Program multimedia with JMF, Part 1

Go multimedia by learning how the Java Media Framework compares to your stereo system

The Java Media Framework (JMF) is a large and versatile API used to process time-based media. However, JMF’s complexity can take weeks to understand. With that complexity in mind, this article introduces JMF the easy way. We start by drawing an analogy with a stereo system, and then proceed with discussions of JMF’s most common interfaces and classes. Finally, we’ll see working code that demonstrates part of the API’s capabilities.

This article, the first of a two-part series, focuses on the JMF architecture. Part 2 will focus mostly on the code that shows how to register the capture devices, and to play and capture audio and video data.

JMF, currently at version 2.1, is Sun’s initiative to bring time-based media processing to Java. Time-based media is data that changes meaningfully with respect to time, such as audio and video clips, MIDI sequences, and animations. Note that Sun recently announced it would release the JMF 2.1 source code under the Sun Community Source Licensing Program (SCSL). Also a complete reference implementation, JMF 2.1 will enable you to do anything imaginable with multimedia. Among others uses, JMF can:

Play various multimedia files in a Java applet or application. The formats supported include AU, AVI, MIDI, MPEG, QuickTime, and WAV.
Play streaming media from the Internet.
Capture audio and video with your microphone and video camera, then store the data in a supported format.
Process time-based media and change the content-type format.
Transmit audio and video in realtime on the Internet.
Broadcast live radio or television programs.

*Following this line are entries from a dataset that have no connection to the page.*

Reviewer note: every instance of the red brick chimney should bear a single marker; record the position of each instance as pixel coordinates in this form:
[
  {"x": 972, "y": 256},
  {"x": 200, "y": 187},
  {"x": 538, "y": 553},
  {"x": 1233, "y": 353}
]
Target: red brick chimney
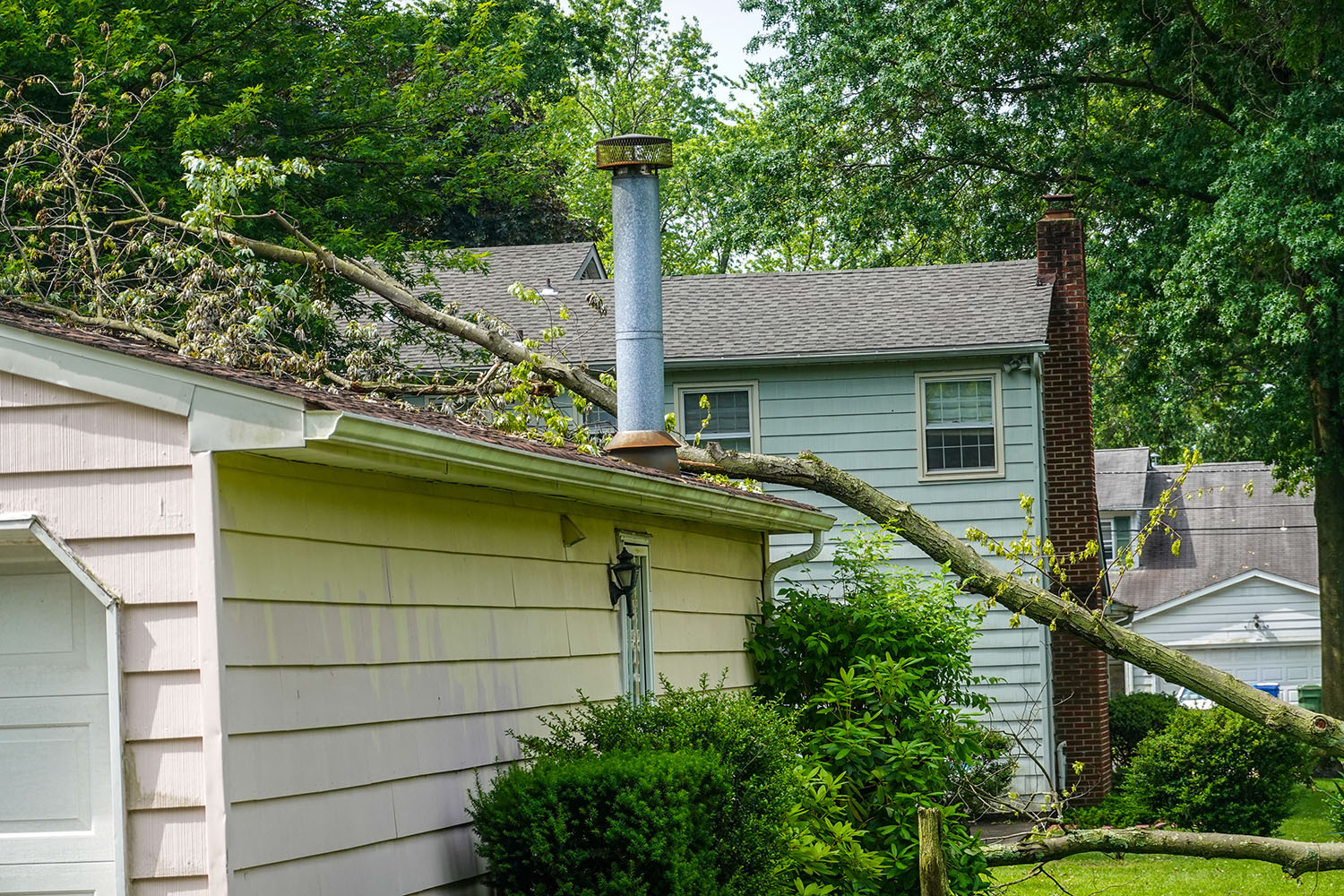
[{"x": 1082, "y": 723}]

However, before you write a JMF application, you need to fully understand the JMF architecture, its interfaces, and its classes.

The JMF architecture

To easily understand the JMF architecture, take your stereo system as a comparison. When you play a Sarah Vaughan CD with your CD player, the CD provides the music data to the system. This data has been previously captured using microphones and other devices in the recording studio. The microphone serves as an audio capture device. The CD itself is a data source to the stereo system.

The CD player outputs the music signal to the speaker — the output device. However, from the CD player we can also plug in an earphone. In this case, the earphone acts as the output device.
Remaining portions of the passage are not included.